Elsewhere in the show, Archie Moore’s “Bogeyman” (2017) stands as an ominous presence. The “paint skin” (a build-up of acrylic paint) resembles a white sheet draped over a simple wooden structure, evoking the specter of first contact and racial stereotypes, speaking directly to racially motivated hate such as is found in Abu Ghraib and within the KKK. Behind Moore’s piece is “39 Steps” (2017), a single-channel video of women dancing to choreographed moves, taken at the Women’s March in Melbourne earlier this year. Artists Gabriella and Silvana Mangano project the video onto differently sized and shaped mirrors in order to emphasize how the body carries messages in public space. The women’s gestures explore the kinds of authority or inspiration that can happen when a march gets translated into a dance.
Raquel Ormell’s “I’m worried this will become a slogan” (1999–2009) is a collection of double-sided banners made of wool and felt with inscriptions such as “I’m worried I’m not political enough” on one side and a related news headline on the other. The slogans reveal the artist’s anxiety and perceived lack of agency when it comes to conveying political messages through her art. Her work remains prescient, considering the angst-ridden political landscape we all must traverse these days.
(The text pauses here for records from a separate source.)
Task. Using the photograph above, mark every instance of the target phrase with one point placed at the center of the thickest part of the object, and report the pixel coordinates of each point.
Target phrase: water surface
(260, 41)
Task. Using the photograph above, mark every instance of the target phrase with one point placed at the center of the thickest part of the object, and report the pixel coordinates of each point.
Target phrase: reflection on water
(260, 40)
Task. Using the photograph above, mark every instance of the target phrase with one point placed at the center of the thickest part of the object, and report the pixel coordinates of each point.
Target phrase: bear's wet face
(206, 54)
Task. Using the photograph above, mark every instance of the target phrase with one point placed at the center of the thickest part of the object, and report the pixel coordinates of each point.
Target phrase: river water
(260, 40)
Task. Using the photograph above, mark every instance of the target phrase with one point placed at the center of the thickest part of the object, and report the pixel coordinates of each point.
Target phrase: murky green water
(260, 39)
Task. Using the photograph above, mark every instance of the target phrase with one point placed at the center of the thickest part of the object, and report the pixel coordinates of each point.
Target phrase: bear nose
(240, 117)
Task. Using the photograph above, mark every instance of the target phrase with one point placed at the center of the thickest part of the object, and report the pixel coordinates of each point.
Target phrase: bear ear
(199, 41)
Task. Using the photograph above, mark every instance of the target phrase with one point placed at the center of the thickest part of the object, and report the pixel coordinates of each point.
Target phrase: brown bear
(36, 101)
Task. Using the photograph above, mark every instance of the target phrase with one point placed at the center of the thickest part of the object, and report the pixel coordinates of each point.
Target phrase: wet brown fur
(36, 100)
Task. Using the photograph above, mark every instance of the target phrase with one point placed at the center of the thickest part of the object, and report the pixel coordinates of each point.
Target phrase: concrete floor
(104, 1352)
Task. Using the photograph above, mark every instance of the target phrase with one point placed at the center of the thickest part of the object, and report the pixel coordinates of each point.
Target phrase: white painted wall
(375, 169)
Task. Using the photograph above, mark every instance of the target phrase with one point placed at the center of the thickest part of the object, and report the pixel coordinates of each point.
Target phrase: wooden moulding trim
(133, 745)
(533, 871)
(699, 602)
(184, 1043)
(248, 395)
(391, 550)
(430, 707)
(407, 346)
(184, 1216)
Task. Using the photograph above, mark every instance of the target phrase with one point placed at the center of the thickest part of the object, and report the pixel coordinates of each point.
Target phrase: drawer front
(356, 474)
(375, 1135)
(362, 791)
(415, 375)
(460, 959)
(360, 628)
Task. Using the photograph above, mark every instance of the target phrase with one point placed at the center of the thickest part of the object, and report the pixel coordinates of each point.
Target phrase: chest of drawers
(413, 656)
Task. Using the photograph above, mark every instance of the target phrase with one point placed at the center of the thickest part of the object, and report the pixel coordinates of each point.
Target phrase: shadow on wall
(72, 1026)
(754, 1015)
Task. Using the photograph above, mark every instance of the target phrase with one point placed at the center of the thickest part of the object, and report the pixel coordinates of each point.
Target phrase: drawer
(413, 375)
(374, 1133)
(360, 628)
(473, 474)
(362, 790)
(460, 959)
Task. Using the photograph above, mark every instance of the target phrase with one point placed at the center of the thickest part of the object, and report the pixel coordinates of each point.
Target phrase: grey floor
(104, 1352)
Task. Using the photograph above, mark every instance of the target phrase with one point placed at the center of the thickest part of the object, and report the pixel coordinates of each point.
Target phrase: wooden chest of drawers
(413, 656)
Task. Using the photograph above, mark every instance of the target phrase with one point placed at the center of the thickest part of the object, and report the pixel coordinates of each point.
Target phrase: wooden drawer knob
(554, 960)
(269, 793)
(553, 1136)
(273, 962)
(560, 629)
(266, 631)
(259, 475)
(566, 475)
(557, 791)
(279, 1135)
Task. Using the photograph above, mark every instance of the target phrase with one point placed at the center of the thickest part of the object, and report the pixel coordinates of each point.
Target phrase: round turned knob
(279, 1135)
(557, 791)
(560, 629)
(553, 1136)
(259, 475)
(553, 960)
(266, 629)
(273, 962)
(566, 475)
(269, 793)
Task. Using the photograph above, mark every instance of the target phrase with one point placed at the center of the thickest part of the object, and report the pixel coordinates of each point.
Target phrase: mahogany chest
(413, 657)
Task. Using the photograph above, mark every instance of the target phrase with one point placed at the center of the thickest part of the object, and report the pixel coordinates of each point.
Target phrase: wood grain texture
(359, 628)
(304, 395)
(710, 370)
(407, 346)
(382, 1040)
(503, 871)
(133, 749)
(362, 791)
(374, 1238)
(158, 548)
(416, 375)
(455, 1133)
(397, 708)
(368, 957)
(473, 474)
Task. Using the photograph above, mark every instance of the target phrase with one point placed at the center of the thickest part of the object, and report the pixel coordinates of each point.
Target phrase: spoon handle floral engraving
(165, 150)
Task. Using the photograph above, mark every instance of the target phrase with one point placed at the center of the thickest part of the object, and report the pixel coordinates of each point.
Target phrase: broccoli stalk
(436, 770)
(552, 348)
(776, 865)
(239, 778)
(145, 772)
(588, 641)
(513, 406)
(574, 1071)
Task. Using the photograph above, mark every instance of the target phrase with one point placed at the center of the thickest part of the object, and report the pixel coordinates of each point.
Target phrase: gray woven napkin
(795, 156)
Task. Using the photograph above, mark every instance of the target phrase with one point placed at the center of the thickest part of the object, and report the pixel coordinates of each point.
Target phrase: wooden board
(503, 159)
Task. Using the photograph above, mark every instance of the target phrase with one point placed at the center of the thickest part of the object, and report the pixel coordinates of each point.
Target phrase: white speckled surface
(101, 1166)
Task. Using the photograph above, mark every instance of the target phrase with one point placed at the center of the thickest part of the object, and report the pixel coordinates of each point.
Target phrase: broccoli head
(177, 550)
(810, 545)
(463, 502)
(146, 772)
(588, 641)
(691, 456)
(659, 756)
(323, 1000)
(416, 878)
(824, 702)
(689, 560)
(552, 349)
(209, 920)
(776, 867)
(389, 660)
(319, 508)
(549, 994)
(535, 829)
Jemima Wyman and Zach Blas’s four-channel video installation “I’m here to learn so :))))))” (2017) features Tay, Microsoft’s AI chatbot that existed for only one day. The artists bring Tay back to life in Google DeepDream–scape and then take viewers on a deeply disturbing journey through the politics of pattern misrecognition, dangerous algorithms, and biometrics.
The curators of Material Politics didn’t need to look back, although I understand the impulse to excavate the past to feed the present. This exhibit became refracted through the access point of 1986: Timely political issues placed in a contemporary context take on different resonances today, and artists’ materials aren’t driven by economic constraints as much as they bring to life the politics they assert.
Material Politics continues at Institute of Modern Art (Judith Wright Centre, 420 Brunswick Street, Fortitude Valley, Brisbane) through July 15.